Oh woops didn't catch it. Sorry mang

mastershredder960d ago

Are they? You are fixed on Japanese games that are anime based/fashioned. Perhaps if you were not playing games that are similar to the animes that inspired them you would have more/different experiences.

When Cliche and Troupes are the building blocks, you can’t expect much. Just like you cannot expect good case study when the tester/observer has practically no variance in test subjects.

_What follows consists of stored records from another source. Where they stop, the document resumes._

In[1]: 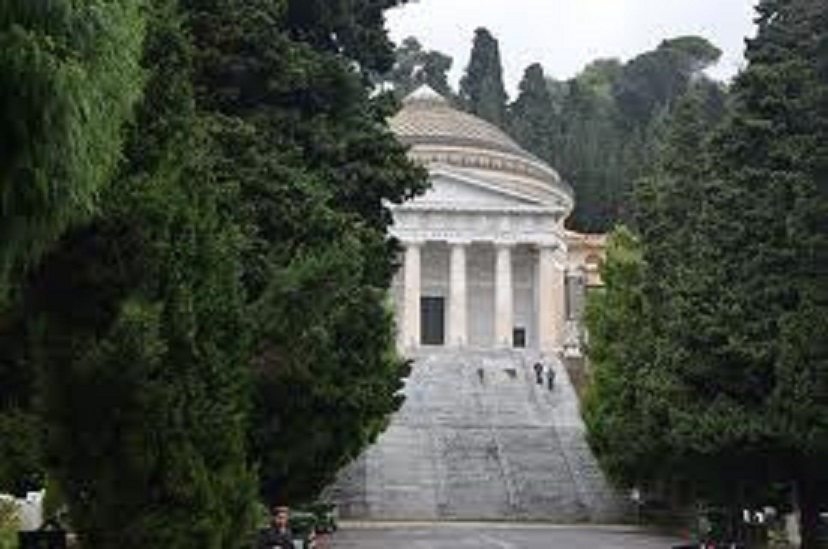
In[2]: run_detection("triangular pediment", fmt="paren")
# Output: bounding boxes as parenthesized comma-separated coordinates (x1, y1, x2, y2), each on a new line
(408, 168, 547, 209)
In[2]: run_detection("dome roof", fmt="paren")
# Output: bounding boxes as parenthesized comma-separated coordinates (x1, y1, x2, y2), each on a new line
(390, 86, 529, 158)
(389, 86, 572, 200)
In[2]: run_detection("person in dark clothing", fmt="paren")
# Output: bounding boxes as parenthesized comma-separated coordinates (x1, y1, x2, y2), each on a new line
(533, 362, 544, 384)
(258, 506, 295, 549)
(546, 366, 556, 391)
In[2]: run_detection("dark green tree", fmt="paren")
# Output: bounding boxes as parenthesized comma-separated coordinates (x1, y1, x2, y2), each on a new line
(463, 35, 725, 233)
(588, 74, 775, 520)
(17, 1, 257, 544)
(386, 37, 454, 98)
(284, 0, 406, 77)
(508, 63, 559, 163)
(613, 36, 721, 127)
(560, 38, 724, 232)
(584, 227, 668, 485)
(0, 0, 145, 503)
(577, 59, 624, 99)
(184, 0, 427, 503)
(0, 0, 145, 298)
(703, 0, 828, 542)
(556, 76, 627, 231)
(459, 27, 509, 126)
(588, 2, 828, 544)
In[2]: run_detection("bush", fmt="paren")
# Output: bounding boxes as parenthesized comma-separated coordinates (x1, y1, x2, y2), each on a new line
(0, 498, 20, 549)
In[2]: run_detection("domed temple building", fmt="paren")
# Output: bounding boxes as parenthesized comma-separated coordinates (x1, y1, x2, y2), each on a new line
(388, 86, 604, 355)
(326, 87, 624, 523)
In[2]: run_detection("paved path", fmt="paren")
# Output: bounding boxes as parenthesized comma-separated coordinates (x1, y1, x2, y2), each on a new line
(325, 521, 685, 548)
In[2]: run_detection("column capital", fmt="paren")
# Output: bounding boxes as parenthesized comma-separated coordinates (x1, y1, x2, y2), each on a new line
(446, 238, 472, 247)
(538, 243, 567, 269)
(494, 239, 517, 250)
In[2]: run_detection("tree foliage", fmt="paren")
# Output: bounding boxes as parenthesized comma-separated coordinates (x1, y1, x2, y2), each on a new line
(384, 37, 454, 98)
(613, 36, 722, 126)
(509, 64, 558, 164)
(0, 0, 145, 297)
(184, 0, 427, 503)
(500, 36, 725, 232)
(284, 0, 405, 75)
(460, 28, 509, 127)
(15, 1, 257, 544)
(583, 228, 668, 484)
(586, 1, 828, 544)
(1, 0, 423, 538)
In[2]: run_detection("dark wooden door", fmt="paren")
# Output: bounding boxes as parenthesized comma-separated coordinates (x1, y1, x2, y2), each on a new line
(420, 297, 445, 346)
(513, 327, 527, 348)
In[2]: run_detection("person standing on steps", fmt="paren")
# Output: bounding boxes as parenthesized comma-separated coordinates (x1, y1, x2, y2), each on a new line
(533, 361, 544, 384)
(546, 364, 556, 392)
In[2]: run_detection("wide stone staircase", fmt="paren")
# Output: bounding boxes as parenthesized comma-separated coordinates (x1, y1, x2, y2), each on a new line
(325, 350, 629, 522)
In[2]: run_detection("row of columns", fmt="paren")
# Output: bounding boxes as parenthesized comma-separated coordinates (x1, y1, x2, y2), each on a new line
(401, 240, 566, 352)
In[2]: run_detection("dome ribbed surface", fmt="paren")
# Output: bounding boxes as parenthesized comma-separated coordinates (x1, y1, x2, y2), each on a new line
(390, 86, 530, 159)
(389, 85, 572, 201)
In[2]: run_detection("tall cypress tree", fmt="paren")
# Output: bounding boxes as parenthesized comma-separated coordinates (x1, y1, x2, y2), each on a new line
(509, 63, 559, 162)
(459, 27, 508, 126)
(708, 0, 828, 542)
(21, 1, 257, 545)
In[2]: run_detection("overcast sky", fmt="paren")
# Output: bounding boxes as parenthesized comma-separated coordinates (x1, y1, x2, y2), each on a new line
(387, 0, 759, 95)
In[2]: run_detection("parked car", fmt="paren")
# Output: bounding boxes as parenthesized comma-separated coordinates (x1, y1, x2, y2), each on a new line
(297, 503, 337, 534)
(288, 510, 317, 549)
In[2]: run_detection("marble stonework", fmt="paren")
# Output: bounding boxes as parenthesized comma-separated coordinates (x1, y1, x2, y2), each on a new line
(388, 86, 603, 355)
(324, 88, 622, 524)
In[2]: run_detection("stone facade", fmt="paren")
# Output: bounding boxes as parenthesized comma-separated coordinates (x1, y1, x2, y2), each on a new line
(388, 86, 603, 355)
(325, 87, 624, 523)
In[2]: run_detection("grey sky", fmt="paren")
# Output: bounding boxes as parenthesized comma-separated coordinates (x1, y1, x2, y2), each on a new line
(387, 0, 759, 95)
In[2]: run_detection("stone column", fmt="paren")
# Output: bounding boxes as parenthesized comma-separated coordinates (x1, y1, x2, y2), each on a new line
(538, 244, 566, 353)
(402, 241, 422, 348)
(448, 241, 468, 347)
(494, 242, 514, 348)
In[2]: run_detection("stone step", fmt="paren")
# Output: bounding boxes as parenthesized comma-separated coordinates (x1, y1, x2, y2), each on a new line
(326, 350, 630, 523)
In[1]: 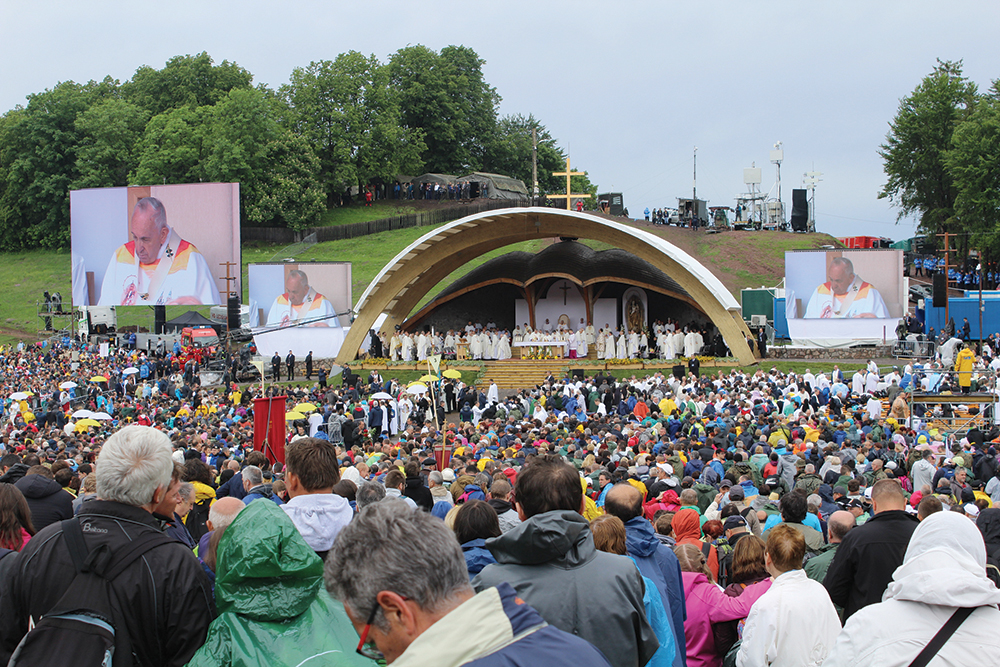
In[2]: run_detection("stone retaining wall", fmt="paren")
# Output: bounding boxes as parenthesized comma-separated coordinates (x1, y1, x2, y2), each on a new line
(767, 345, 894, 360)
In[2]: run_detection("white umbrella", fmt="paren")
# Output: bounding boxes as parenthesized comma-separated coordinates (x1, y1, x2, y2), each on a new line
(91, 412, 113, 420)
(9, 392, 28, 401)
(370, 391, 393, 400)
(72, 409, 93, 419)
(60, 381, 78, 389)
(406, 384, 428, 395)
(123, 368, 140, 375)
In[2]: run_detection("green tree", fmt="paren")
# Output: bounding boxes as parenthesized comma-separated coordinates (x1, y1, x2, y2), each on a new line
(130, 105, 210, 185)
(388, 44, 500, 174)
(947, 81, 1000, 257)
(131, 88, 325, 230)
(0, 78, 118, 249)
(485, 113, 572, 196)
(879, 59, 978, 236)
(202, 88, 324, 230)
(123, 52, 252, 117)
(73, 97, 150, 189)
(283, 52, 424, 205)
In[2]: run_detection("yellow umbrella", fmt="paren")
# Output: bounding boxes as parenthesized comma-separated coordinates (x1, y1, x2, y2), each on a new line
(285, 411, 306, 421)
(295, 403, 317, 413)
(90, 376, 108, 382)
(420, 374, 439, 382)
(75, 418, 100, 431)
(442, 369, 462, 379)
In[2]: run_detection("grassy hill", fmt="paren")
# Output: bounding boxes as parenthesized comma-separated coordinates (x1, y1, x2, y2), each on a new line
(0, 211, 839, 345)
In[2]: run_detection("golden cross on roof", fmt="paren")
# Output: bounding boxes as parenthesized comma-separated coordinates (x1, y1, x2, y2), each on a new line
(548, 157, 591, 210)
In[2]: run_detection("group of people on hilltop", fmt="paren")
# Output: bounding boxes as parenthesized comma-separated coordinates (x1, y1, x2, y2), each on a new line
(4, 327, 1000, 665)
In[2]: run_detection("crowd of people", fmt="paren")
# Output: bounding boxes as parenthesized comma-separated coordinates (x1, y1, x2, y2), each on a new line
(1, 332, 1000, 665)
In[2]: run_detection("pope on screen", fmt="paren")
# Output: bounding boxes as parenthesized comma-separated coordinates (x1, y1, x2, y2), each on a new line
(804, 256, 889, 319)
(97, 197, 219, 306)
(266, 269, 340, 328)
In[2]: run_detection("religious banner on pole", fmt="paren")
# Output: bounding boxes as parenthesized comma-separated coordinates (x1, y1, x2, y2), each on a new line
(428, 354, 441, 377)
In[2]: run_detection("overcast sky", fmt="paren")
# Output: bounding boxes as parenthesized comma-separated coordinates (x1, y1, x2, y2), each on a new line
(3, 1, 999, 240)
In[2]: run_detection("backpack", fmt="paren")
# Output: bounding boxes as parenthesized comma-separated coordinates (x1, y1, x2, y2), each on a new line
(185, 497, 212, 543)
(9, 518, 174, 667)
(707, 537, 735, 588)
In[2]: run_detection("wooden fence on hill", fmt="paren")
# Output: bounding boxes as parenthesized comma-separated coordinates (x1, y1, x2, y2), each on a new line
(241, 198, 531, 244)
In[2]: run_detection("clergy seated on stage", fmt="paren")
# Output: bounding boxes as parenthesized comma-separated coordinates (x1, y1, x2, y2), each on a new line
(99, 196, 219, 306)
(266, 269, 339, 328)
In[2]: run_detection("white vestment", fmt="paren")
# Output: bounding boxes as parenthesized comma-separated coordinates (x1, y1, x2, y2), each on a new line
(98, 230, 218, 306)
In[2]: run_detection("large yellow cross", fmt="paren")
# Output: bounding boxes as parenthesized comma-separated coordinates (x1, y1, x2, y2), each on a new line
(549, 157, 591, 210)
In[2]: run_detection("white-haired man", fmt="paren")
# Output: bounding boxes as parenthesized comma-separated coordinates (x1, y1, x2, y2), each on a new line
(0, 425, 215, 665)
(98, 196, 218, 306)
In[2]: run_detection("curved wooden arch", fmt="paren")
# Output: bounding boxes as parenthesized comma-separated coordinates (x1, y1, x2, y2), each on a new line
(338, 208, 756, 365)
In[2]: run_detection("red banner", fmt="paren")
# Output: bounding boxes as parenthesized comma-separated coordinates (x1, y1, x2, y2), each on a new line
(253, 396, 286, 465)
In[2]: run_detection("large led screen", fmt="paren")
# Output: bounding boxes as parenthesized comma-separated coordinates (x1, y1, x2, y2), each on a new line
(71, 183, 240, 307)
(247, 262, 352, 329)
(784, 249, 905, 345)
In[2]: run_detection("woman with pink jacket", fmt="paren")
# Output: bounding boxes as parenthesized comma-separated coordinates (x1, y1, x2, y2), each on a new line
(673, 543, 771, 667)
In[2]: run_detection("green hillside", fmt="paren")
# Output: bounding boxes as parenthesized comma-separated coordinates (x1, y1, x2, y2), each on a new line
(0, 215, 839, 345)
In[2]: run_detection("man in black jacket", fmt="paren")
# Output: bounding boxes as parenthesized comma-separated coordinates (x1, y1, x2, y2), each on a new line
(285, 350, 296, 381)
(14, 466, 74, 531)
(0, 425, 215, 666)
(823, 478, 918, 621)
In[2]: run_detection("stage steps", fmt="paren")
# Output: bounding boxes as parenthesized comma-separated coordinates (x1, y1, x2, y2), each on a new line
(474, 356, 596, 391)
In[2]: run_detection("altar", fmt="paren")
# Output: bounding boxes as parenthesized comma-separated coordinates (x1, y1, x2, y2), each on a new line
(513, 340, 570, 358)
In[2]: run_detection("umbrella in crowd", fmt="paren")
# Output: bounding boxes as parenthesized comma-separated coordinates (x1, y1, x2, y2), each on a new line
(295, 403, 317, 413)
(123, 367, 140, 375)
(91, 412, 113, 421)
(406, 383, 428, 395)
(370, 392, 393, 400)
(59, 381, 77, 389)
(72, 409, 93, 418)
(10, 392, 29, 401)
(442, 369, 462, 379)
(74, 418, 100, 431)
(90, 376, 108, 383)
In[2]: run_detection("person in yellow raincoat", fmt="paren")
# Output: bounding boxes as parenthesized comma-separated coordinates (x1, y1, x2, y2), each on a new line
(955, 343, 976, 394)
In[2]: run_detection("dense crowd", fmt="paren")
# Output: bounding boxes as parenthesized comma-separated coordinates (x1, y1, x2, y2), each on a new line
(0, 335, 999, 666)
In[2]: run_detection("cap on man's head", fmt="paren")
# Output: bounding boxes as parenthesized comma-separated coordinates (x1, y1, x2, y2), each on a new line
(719, 478, 733, 489)
(723, 515, 748, 531)
(728, 485, 745, 500)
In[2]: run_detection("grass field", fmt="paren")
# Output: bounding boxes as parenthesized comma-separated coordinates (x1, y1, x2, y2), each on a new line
(318, 203, 417, 227)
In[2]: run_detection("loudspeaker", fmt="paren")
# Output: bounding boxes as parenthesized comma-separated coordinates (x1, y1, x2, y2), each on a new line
(228, 296, 241, 330)
(790, 189, 808, 232)
(672, 364, 685, 380)
(154, 305, 166, 334)
(572, 369, 584, 380)
(933, 273, 947, 308)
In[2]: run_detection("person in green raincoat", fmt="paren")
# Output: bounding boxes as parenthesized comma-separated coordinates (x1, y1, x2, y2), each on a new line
(186, 499, 376, 667)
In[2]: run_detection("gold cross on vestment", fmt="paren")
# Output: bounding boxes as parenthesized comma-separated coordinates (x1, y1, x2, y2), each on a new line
(549, 157, 592, 210)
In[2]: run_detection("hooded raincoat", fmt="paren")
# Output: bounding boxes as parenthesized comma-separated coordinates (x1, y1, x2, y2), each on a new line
(823, 511, 1000, 666)
(624, 516, 686, 667)
(473, 509, 659, 667)
(186, 500, 375, 667)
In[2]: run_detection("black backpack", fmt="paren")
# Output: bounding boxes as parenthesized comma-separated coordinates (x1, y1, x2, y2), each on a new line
(9, 518, 174, 667)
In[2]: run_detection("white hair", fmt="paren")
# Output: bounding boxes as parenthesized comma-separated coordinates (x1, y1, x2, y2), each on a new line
(243, 465, 263, 486)
(96, 425, 173, 507)
(208, 498, 245, 532)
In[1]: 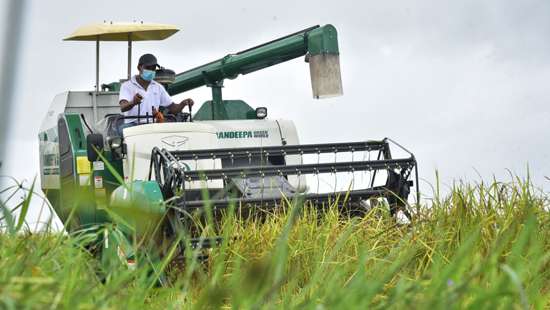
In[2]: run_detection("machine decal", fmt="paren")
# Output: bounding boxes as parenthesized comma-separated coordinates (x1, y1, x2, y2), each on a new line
(43, 166, 60, 176)
(76, 156, 91, 174)
(93, 161, 105, 171)
(216, 130, 269, 139)
(161, 135, 189, 148)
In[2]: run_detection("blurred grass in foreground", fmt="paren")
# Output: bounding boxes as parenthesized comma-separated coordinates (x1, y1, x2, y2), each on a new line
(0, 176, 549, 309)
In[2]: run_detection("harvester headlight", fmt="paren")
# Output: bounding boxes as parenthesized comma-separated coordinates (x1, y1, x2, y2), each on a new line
(107, 137, 125, 160)
(256, 107, 267, 119)
(109, 137, 122, 149)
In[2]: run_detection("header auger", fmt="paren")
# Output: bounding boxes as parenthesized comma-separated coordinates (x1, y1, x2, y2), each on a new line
(39, 22, 418, 269)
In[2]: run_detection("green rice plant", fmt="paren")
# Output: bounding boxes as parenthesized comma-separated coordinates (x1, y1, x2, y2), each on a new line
(0, 174, 548, 309)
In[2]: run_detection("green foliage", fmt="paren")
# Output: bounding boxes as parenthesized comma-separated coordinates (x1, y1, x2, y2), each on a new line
(0, 176, 549, 309)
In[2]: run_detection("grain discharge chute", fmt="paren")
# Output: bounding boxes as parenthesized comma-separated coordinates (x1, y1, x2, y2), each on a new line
(38, 22, 418, 266)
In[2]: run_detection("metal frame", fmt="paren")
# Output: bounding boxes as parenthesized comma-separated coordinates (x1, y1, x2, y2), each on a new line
(92, 34, 134, 123)
(148, 138, 419, 214)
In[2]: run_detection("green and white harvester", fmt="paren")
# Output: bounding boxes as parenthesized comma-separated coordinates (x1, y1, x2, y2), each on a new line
(38, 22, 418, 267)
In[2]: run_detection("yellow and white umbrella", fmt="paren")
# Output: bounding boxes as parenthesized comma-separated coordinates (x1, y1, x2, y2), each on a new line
(64, 22, 180, 122)
(64, 22, 179, 41)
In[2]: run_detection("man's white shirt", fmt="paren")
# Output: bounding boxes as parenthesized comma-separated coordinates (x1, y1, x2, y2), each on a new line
(119, 75, 172, 123)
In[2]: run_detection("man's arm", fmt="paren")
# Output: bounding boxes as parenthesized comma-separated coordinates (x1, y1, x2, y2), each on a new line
(159, 86, 194, 114)
(120, 94, 143, 112)
(167, 98, 194, 114)
(119, 83, 143, 112)
(119, 100, 133, 112)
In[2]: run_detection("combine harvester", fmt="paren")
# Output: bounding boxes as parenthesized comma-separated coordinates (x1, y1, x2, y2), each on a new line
(38, 22, 418, 262)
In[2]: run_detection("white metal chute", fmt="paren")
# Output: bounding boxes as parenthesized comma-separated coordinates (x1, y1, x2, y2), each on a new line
(309, 54, 343, 99)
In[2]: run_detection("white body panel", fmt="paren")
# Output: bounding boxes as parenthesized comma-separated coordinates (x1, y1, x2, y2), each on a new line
(122, 119, 306, 190)
(39, 91, 120, 189)
(39, 91, 306, 192)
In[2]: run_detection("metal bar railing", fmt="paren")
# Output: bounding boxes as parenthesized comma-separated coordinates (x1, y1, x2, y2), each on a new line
(180, 158, 416, 182)
(169, 140, 390, 161)
(148, 139, 419, 207)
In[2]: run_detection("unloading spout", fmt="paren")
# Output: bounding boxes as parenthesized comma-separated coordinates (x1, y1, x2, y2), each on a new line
(309, 53, 343, 99)
(306, 24, 343, 99)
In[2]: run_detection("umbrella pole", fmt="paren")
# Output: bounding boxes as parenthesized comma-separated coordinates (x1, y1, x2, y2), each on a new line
(127, 34, 132, 80)
(93, 37, 99, 123)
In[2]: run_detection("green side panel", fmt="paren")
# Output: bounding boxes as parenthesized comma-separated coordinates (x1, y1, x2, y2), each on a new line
(194, 100, 256, 121)
(66, 114, 87, 152)
(57, 113, 122, 232)
(44, 189, 61, 215)
(99, 156, 123, 190)
(307, 24, 339, 55)
(57, 113, 95, 231)
(68, 114, 94, 225)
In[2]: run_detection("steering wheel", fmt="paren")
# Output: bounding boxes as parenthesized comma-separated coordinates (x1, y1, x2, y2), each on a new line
(174, 112, 190, 122)
(159, 106, 190, 122)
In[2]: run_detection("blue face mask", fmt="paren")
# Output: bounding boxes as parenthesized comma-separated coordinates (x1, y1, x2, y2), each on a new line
(141, 69, 156, 81)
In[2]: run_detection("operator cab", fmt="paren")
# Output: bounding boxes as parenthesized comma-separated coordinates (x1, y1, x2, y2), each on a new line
(92, 66, 191, 150)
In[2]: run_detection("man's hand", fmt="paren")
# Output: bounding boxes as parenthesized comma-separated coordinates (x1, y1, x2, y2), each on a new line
(152, 107, 165, 123)
(133, 93, 143, 106)
(180, 98, 194, 108)
(168, 98, 195, 115)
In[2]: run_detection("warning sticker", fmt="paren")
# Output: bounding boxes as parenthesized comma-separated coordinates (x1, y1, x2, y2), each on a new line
(94, 176, 103, 189)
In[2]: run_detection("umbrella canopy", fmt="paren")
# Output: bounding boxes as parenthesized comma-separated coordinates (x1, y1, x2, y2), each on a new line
(64, 22, 179, 41)
(63, 22, 180, 122)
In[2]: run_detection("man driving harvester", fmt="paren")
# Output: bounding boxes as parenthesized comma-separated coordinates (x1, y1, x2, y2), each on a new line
(119, 53, 193, 126)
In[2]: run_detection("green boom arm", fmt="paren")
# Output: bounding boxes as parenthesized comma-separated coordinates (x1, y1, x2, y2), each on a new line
(167, 24, 342, 119)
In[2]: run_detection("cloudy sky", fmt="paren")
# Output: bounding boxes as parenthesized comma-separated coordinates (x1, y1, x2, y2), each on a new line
(1, 0, 549, 225)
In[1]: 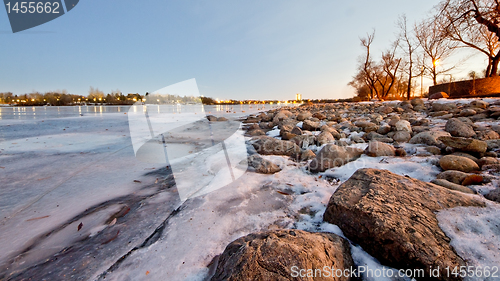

Sooooo many horror games out there... you really gotta explore some more.

KDblack960d ago

I am aware! But games like Outlast or Remothered aren't really doing anything different, either--the most you could say is that Outlast hammers in that not all mental patients are dangerous. Just some of them. It really isn't just anime-inspired games that are doing this, even if you're counting Deadly Premonition among them. Bendy and the Ink Machine did it with Alice Angel, Krieg from the Borderlands games is this but played for laughs, and Dog/God from Fallout: New Vegas' Dead Money DLC is another example of both murder and weird, unrealistically rapid closure. This article was inspired after seeing one too many indie games on Steam with the premise 'discover the inner world of this tormented killer with DID.' Trust me when I say I'm exploring all kinds of horror games, and even outside those boundaries, because this is a really wide-reaching pattern.

That said, if you have any recs for more interesting/less stereotypical usage of characters with DID, hit me up.